Nothing that the war had done to England was so important. Last week, with no more warning than a gliding buzz-bomb, the Conservative Government launched its “prosperity and happiness program,” Lord Woolton’s plan for cradle-to-grave social security. Famed Sir William Beveridge, stepfather of the plan, gave it his blessing, even thought it an improvement on his own. To most people it looked like “socialism in our time.”

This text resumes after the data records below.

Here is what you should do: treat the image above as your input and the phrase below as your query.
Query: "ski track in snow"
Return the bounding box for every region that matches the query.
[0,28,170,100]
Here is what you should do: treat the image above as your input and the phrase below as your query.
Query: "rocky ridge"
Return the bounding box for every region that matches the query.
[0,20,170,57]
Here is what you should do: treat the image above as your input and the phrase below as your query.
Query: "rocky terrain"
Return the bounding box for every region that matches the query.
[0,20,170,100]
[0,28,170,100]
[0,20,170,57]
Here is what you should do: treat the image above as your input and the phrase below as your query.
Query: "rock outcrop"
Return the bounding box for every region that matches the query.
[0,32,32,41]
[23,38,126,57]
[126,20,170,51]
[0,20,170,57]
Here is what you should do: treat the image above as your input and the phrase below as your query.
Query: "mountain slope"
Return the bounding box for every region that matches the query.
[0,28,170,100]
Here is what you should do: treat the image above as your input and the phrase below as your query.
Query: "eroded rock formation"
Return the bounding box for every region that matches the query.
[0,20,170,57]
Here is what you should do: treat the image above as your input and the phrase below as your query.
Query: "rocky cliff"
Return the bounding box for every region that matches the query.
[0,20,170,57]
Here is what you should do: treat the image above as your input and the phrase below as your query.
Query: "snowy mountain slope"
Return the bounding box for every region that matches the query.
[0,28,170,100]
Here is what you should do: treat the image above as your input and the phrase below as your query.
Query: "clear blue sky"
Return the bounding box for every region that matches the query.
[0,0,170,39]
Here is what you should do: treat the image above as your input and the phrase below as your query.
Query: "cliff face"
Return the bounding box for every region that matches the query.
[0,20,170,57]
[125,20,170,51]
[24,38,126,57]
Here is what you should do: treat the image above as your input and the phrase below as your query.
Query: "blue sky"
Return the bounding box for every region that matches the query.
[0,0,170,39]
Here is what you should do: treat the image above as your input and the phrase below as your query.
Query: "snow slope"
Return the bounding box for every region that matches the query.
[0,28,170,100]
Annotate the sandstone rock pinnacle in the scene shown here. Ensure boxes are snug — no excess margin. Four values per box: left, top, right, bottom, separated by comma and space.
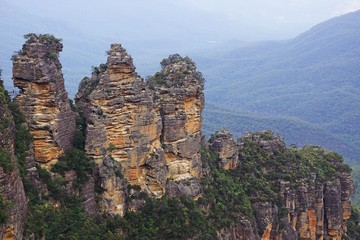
13, 34, 76, 166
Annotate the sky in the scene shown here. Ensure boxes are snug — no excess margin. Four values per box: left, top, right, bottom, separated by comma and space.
4, 0, 360, 41
0, 0, 360, 95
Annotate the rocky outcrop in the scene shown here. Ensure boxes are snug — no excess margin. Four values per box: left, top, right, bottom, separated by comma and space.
216, 219, 260, 240
209, 129, 239, 170
76, 44, 203, 215
238, 131, 354, 240
13, 34, 75, 167
76, 44, 166, 213
0, 77, 27, 240
149, 54, 204, 181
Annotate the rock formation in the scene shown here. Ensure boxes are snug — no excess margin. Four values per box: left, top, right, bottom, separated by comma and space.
76, 44, 203, 213
0, 72, 27, 240
0, 37, 354, 240
238, 131, 354, 240
149, 54, 204, 181
13, 34, 75, 167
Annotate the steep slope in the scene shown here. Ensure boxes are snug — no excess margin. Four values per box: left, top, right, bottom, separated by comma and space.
76, 44, 203, 215
13, 34, 75, 167
199, 11, 360, 161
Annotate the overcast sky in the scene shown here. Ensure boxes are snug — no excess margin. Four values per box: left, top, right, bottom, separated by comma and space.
0, 0, 360, 41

The plan had come with that inevitability of gradualness which is woven into British history. It had taken five years of war to speed up an unhurried trend toward socialism. (Characteristically, it was the Tories who achieved it.) Once more Britain had quietly evolved a major change in its national life because enough Britons wanted it.

This time there was an added incentive: the Empire wanted it too. Already two Dominions—New Zealand and South Africa—were tackling social-security problems. In London a conference of Dominion Labor Parties resolved: “The conference looks forward to a revival . . . of a Socialist [Second] International.”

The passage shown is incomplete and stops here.